However, it is not known how clinicians arrive at a final dysphonia severity rating (i.e., G or Grade) of a person's voice in the clinical setting. It could be by rating its single factors: sustained vowel (i.e., GSV) or continuous speech (i.e., GCS). Alternatively, it could be that the listener attends to the most dysphonic speech type (i.e., listeners habitually choose the highest G-score, or GWORST), or the least dysphonic speech type (i.e., the listeners more frequently select the lowest G-score, or GBEST).
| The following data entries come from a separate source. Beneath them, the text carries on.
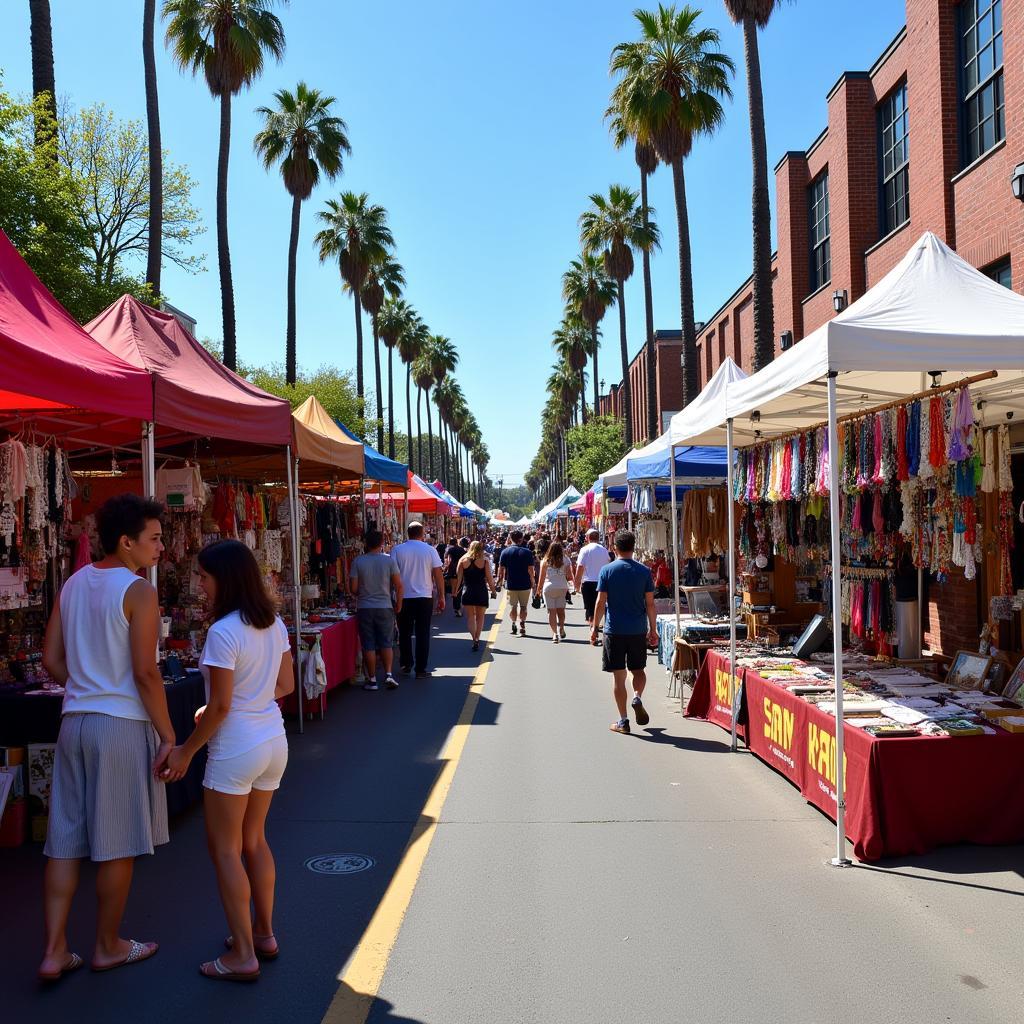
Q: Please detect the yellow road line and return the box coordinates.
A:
[322,596,508,1024]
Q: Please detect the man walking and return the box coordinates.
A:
[590,529,657,733]
[575,528,611,623]
[498,529,537,636]
[391,522,444,679]
[348,529,401,690]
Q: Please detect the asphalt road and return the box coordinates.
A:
[6,603,1024,1024]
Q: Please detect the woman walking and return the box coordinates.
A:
[537,541,569,643]
[167,541,295,981]
[455,541,496,650]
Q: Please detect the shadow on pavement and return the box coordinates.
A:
[0,616,500,1024]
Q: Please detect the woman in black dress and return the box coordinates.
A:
[455,541,495,650]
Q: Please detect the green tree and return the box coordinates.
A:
[253,82,350,385]
[611,5,734,406]
[568,416,629,493]
[725,0,781,370]
[164,0,285,370]
[580,185,660,447]
[313,191,394,415]
[57,103,205,286]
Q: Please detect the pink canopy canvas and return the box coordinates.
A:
[85,295,292,445]
[0,230,153,423]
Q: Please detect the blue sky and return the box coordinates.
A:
[0,0,905,484]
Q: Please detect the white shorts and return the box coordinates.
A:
[203,736,288,797]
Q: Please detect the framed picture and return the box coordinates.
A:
[945,650,992,690]
[1002,657,1024,703]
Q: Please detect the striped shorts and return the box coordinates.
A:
[43,713,168,860]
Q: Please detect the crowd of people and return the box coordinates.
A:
[38,495,657,983]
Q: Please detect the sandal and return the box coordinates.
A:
[224,935,281,961]
[92,939,160,974]
[199,956,259,981]
[37,953,85,985]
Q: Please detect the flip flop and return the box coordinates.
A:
[92,939,160,974]
[199,956,259,981]
[38,953,85,985]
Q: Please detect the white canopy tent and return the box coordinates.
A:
[718,232,1024,865]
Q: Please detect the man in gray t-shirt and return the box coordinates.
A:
[348,529,401,690]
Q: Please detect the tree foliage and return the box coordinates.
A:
[568,416,626,493]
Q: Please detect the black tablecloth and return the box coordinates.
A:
[0,672,206,815]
Another conceivable option is that the dysphonia severity of sustained vowel and continuous speech are averaged, without computational weighting of their G-ratings, and according to the formula GAVERAGE = (GSV + GCS)/2. Alternatively, the auditory-perceptual system might apply a bivariate model in which the separate G-ratings are weighted as following: GMODEL = b±(ai×GSV)±(a j×GCS).

To address these issues, we aimed to answer the following research questions. First, in an extension of earlier research(8-10,15,16), we were interested in determining if there is a difference between the auditory-perceptual ratings of overall dysphonia severity in sustained vowels (i.e., GSV) versus continuous speech (GCS)? Second, what determines the eventual rating of concatenated signals wherein continuous speech and sustained vowels are combined (i.e., GCS+SV): the sustained vowel (i.e., GSV), the continuous speech (i.e., GCS), the least dysphonic or best of these two (i.e., GBEST), the most dysphonic or worst of these two (i.e., GWORST), the average of these two (i.e., GAVERAGE), or a statistically based model of these two (i.e., GMODEL)? Third, in extension of previous research(9,17): is there a difference in the raters' reliability between GSV and GCS?




The voice-disordered subjects were recruited from the ENT caseload of the Sint-Jan General Hospital in Bruges (Belgium). They were referred for clinical voice assessment by staff otolaryngologists. The group consisted of 39 participants and presented various organic and non-organic etiologies and various degrees in dysphonia severity. There were 25 females and 14 males, and ages ranged from 16 to 86 years with a mean of 47 years. This study consisted of a retrospective and non-interventional re-analysis of earlier recordings, and therefore no advise/consent of our Ethics Committee was needed(18).

Sound recordings

At the beginning of a standard voice assessment, every subject was asked to sustain the vowel [a:] for at least five seconds and to read aloud a phonetically balanced text(19) using a comfortable pitch and loudness. Both voice samples were recorded using an AKG C420 head-mounted condenser microphone (AKG Acoustic Harman Pro., Munich, Germany) and digitized at 44100 samples per second and 16 bits of resolution using the Computerized Speech Lab, CSL model 4500 (KayPentax, Lincoln Park, USA). The recordings were saved in wav-format. The vowel samples used in this study were edited to include only the middle three seconds. The read text/continuous speech samples were edited to include only the first two sentences. Finally, the voice samples were concatenated in the following order using the computer program Praat (Institute of Phonetic Sciences, Amsterdam, The Netherlands): text segment, a pause of two seconds, followed by the three second sustained vowel segment. An example of the resulting concatenated waveform is given in Figure 1. A total of 117 sound files were used/created in this study (i.e., 39*two sentences, 39*mid-vowel segments, and 39*concatenated files).

Auditory-perceptual ratings

Five listeners, with at least five years of experience in clinical voice quality assessment, rated all 117 randomly presented sound files on the ordinal four-point scale 'Grade' or 'G' (i.e., 0 = normophonia, 1 = minor dysphonia, 2 = moderate dysphonia, 3 = serious dysphonia). This perceptual experiment took place in a single rating session in a relatively quiet room. For each sound file, an average G-score (i.e., G-) was computed from the G-scores of the five judges.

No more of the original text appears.